Site information
- Type: Castle
- Condition: Ruins

Location
- Jalali Castle
- Coordinates: 33°58′22″N 51°26′25″E﻿ / ﻿33.9729°N 51.4404°E

Site history
- Built: 11. century
- Built by: Majd ed-Din Abolghassem Kashani
- Materials: Cob, mudbrick and brick

= Jalali Castle =

Castle in Kashan, Iran

The Jalali Castle (قلعه جلالی) is located in Kashan, Iran.

== History ==
The walls around Kashan were built originally by Zobeyde Khatun, Harun al-Rashid's wife. She sponsored many developmental activities in the different cities of Islamic countries. In the early Seljuk era, Malik-Shah I ordered the repair of the walls and the strengthening of two of its castles and that the Jalali castle be built in the western part of the city. According to some historical documents there was a moat around the castle in that time.

The castle, tower and ramparts around the city of Kashan have protected its people very well down the centuries. For example, in 1138, Malek-Seljuk sieged Kashan for three months, but because of the strong fortification of Kashan, he could not capture the city and only destroyed some of the neighbouring villages. In 1198, Miajegh, the khwarazmid commander launched a military campaign against Kashan, but after four months ineffective siege of the city, he could only plunder the nearby villages, as Malek Seljuk had done. During these sieges the tower and ramparts were damaged severely because of stones and fire pots thrown by the mangonels of the invaders, but the destruction was repaired each time.

In the early Safavid era, the castle was used by outlaws and bandits as their cover and base.

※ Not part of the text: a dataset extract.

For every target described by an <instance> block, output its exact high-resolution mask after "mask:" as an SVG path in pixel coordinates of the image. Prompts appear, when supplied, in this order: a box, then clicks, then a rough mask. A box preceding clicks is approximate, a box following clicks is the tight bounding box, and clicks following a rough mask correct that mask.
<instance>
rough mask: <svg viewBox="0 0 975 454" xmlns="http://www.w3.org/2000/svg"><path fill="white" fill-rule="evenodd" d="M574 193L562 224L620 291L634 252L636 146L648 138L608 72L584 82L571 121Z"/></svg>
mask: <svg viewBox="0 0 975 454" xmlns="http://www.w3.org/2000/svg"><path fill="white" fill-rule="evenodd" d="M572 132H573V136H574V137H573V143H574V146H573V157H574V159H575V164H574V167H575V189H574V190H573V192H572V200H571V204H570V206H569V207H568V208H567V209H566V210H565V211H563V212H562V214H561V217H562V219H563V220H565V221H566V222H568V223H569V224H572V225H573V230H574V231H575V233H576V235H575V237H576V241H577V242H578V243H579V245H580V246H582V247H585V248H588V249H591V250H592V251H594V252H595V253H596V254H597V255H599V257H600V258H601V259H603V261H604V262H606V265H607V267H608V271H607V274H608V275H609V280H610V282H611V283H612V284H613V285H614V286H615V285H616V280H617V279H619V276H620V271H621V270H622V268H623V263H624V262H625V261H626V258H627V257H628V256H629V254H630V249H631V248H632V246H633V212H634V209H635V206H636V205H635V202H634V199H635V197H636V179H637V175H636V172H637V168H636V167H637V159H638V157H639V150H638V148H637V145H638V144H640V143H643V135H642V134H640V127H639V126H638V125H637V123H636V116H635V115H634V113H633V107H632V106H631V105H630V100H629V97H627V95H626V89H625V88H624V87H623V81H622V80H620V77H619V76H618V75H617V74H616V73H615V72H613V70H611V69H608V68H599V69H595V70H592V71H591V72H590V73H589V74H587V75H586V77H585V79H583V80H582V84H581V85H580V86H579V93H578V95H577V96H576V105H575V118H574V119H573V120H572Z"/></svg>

Therefore, Ismail I ordered the destruction of the castle, but for unknown reasons the order was not executed, instead a few developmental measures were taken and repairs to the castle were carried out making it stronger and more impregnable. According to the historical documents, the walls of the castle were 4 m thick and 6 m high at that time.

The consequence of the impregnability of the walls was the riot of Mohammad Khan Torkaman in the Safavid era, who misused the weakness of then-government in the time of Mohammad Khodabanda and rebelled and used this strong shelter as his base. Under the cover of the castle, Mohammad Khan Torkaman was a nightmare for the defenseless people of Kashan and the villages around it for 12 years. Torkaman's wickedness even reached the Safavid house and Khayr al-Nisa Begum, the mother of Abbas the Great, was killed by one of the Torkaman's men in Isfahan. When Abbas I ascended the throne, he immediately suppressed the rebellion and killed Torkaman and his men. After the quelling of the riot, because of peace and stability during the reign of Abbas I until the late Safavid era, the inner structures of the castle were destroyed gradually and only the thick wall, towers and Yakhchals, which were built with mudbricks, remained.

The gradual destruction of the castle was not the only historical misfortune of this defense structure. After the Afghan invasion, they damaged the castle severely, but in the era of Nader Shah, it was partly repaired.

The 1778 Kashan earthquake destroyed the towers and ramparts of Jalali castle even more but, by the order of Karim Khan Zand, the castle was repaired again by the governor of Kashan, Abdolrazzagh Khan and two gates were added to the five gates of the castle. The moat, which was dug again around the castle was the most important cause of Agha Mohammad Khan's failure in capturing the city.

The last battle of the castle was during the Persian Constitutional Revolution in the time of Nayeb Hossein Khan Kashi's bandits and his sons.

The most important gate of the castle was the Dolat gate. It was important because of the neighboring buildings like the bazaar and a caravansary. Because of the contemporary expansion of the city, the neighboring buildings have been destroyed.